By contrast, Aframax rates fell from high levels. Spot freight rates on the intra-Med route declined 18% m-o-m. Clean rates edged up, as West of Suez rose 14% and East of Suez rates slipped 4%. Rates in the Atlantic basin claimed back some of the previous month’s losses.
Crude and Refined Products Trade
Preliminary data shows US crude exports set a record high of 4.3 mb/d in February. US crude imports declined from a three-year high the month before to an average 6.4 mb/d in February. Preliminary aggregate customs data showed China’s crude imports declined in January and February 2023 from the high levels seen in the previous three months to an average 10.4 mb/d. China’s product exports were lower in the first two months of the year, averaging 1.6 mb/d, falling from an almost three-year high the month before, with losses seen across all major products.
India’s crude imports rose 2% in January to average 4.7 mb/d, as refiners returned from maintenance and boosted inflows of discounted Russian grades. India’s product exports erased much of the gains seen the month before, averaging 1.1 mb/d, with declines across the barrel. Japan’s crude imports fell from a four-month high in January to an average 2.7 mb/d. Japan’s product imports, including LPG, were little changed in January after reaching an 11-month high the month before, and product exports recovered further. Preliminary estimates for February show OECD Europe bringing in alternate crudes from a variety of regions, with Russian imports limited to Turkey and southern Druzhba flows.

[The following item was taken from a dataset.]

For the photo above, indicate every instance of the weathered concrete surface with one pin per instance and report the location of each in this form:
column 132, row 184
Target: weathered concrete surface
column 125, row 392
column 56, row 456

Commercial Stock Movements
Preliminary January 2023 data sees total OECD commercial oil stocks up by 34.9 mb m-o-m. At 2,802 mb, they were 147 mb higher than the same time one year ago, but 75 mb lower than the latest five-year average and 124 mb below the 2015–2019 average. Within the components, crude and product stocks rose m-o-m by 10.5 mb and 24.5 mb, respectively. At 1,372 mb, OECD crude stocks were 120 mb higher than the same time a year ago, but 4 mb lower than the latest five-year average and 59 mb lower than the 2015–2019 average. OECD product stocks stood at 1,430 mb, representing a surplus of 26 mb from the same time a year ago, but they were 71 mb lower than the latest five-year average and 65 mb below the 2015–2019 average.

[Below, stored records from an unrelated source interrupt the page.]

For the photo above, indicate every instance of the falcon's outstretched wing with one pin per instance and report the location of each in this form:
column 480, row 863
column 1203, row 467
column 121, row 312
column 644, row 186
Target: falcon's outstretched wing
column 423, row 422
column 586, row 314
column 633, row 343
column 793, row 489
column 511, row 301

In terms of days of forward cover, OECD commercial stocks rose m-o-m by 0.8 days in January 2023 to stand at 60.8 days. This is 2.9 days above the January 2022 level, but 3.1 days less than the latest five-year average and 1.2 days lower than the 2015–2019 average.
Balance of Supply and Demand
Demand for OPEC crude in 2022 is revised down by 0.2 mb/d from last month’s assessment to stand at 28.4 mb/d. This is around 0.5 mb/d higher than in 2021. Demand for OPEC crude in 2023 is revised down by 0.2 mb/d from the previous assessment to stand at 29.3 mb/d. This is around 0.8 mb/d higher than in 2022.